Problem: Consider polynomials with natural coefficients of $n$ natural variables. Prove a computable universal function exists for this class. Prove that any such function is not a polynomial.
Attempt: Consider an ordering of the monomials. The polynomials of $n$ variables can now be represented by their coefficients. That is to each polynomial we assign its list of coefficients in ascending order of the monomials they belong to, a bijection from the polynomials to the lists of natural numbers. If $\gamma$ is an effective coding of the lists, we get a coding of all the polynomials $\{\varphi_i: \quad i=\gamma(<j_0,\dots,j_s>)\}$.

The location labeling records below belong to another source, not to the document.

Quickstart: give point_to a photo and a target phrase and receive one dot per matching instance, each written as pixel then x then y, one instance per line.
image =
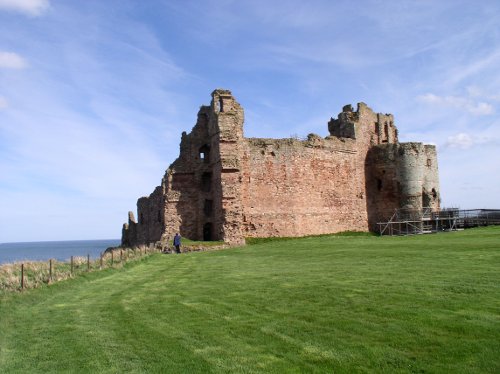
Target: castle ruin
pixel 224 186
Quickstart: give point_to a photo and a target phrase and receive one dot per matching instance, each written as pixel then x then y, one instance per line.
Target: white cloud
pixel 29 7
pixel 466 141
pixel 11 60
pixel 3 103
pixel 463 103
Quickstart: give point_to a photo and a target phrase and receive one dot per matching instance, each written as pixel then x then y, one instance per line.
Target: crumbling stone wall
pixel 226 187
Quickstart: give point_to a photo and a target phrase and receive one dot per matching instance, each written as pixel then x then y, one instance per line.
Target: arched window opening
pixel 386 133
pixel 208 208
pixel 206 182
pixel 205 153
pixel 207 232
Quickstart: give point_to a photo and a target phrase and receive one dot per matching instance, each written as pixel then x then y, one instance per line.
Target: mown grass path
pixel 329 304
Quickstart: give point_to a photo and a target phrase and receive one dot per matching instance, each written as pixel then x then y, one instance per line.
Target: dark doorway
pixel 207 232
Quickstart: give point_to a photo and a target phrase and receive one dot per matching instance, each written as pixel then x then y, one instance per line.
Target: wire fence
pixel 32 274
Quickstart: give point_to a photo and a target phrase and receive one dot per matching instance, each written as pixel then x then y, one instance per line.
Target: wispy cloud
pixel 466 141
pixel 11 60
pixel 28 7
pixel 457 102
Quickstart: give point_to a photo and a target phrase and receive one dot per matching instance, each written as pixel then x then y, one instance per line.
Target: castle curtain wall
pixel 224 186
pixel 297 188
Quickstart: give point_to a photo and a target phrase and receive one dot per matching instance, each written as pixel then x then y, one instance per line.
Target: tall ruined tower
pixel 224 186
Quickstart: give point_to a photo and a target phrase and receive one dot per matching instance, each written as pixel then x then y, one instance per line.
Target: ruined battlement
pixel 224 186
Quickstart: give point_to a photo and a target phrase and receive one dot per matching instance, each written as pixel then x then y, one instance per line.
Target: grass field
pixel 340 304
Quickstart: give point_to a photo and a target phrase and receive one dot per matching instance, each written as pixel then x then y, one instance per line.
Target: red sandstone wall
pixel 294 188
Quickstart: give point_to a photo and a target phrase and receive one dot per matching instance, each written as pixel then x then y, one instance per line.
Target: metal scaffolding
pixel 425 221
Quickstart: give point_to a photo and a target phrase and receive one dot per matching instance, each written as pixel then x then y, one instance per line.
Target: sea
pixel 58 250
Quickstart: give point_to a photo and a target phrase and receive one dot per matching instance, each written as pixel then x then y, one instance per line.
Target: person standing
pixel 177 243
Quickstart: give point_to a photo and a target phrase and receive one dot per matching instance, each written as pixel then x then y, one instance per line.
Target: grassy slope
pixel 344 304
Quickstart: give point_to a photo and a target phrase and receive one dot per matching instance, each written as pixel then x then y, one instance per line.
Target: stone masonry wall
pixel 224 186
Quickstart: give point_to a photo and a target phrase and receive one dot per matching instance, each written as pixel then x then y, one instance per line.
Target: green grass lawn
pixel 335 304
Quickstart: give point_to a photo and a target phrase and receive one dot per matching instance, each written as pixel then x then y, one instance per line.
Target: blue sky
pixel 94 95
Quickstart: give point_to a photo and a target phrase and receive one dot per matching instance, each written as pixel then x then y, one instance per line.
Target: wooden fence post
pixel 22 277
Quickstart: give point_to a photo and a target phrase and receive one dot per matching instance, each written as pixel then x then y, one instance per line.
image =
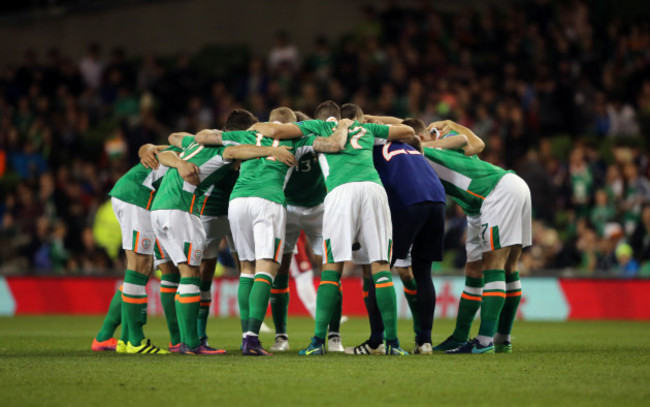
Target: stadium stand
pixel 559 92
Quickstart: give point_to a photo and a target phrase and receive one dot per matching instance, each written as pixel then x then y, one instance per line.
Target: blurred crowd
pixel 560 92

A universal function is now $\Phi(\overline x,i)=\varphi_i(\overline x,i)$
How should I proceed?
Not any ordering works, but the graded lexicographical ordering does, for any monomial $x^\alpha$ in it has only finitely many monomials smaller than $x^\alpha$. Now if $x_k$ is the $k$-th monomial in the ordering, $$\Phi(\overline x,i)=\sum_{k<lh(i)}mem(i,k)x_k$$
Now assume $\Phi(\overline x,i)$ is a polynomial. Then $$\Phi(\overline x,i)=\sum_{|\alpha|+a\leq deg(\Phi)}c_\alpha i^a\overline x^\alpha$$
If $\beta$ is a multi-index of length $n$ and if $|\beta|>deg(\Phi)$ then $\overline x^\beta\not=\Phi(\overline x,i)$, for all $i\in\mathbb N$, a contradiction. Therefore, $\Phi(\overline x,i)$ is not a polynomial.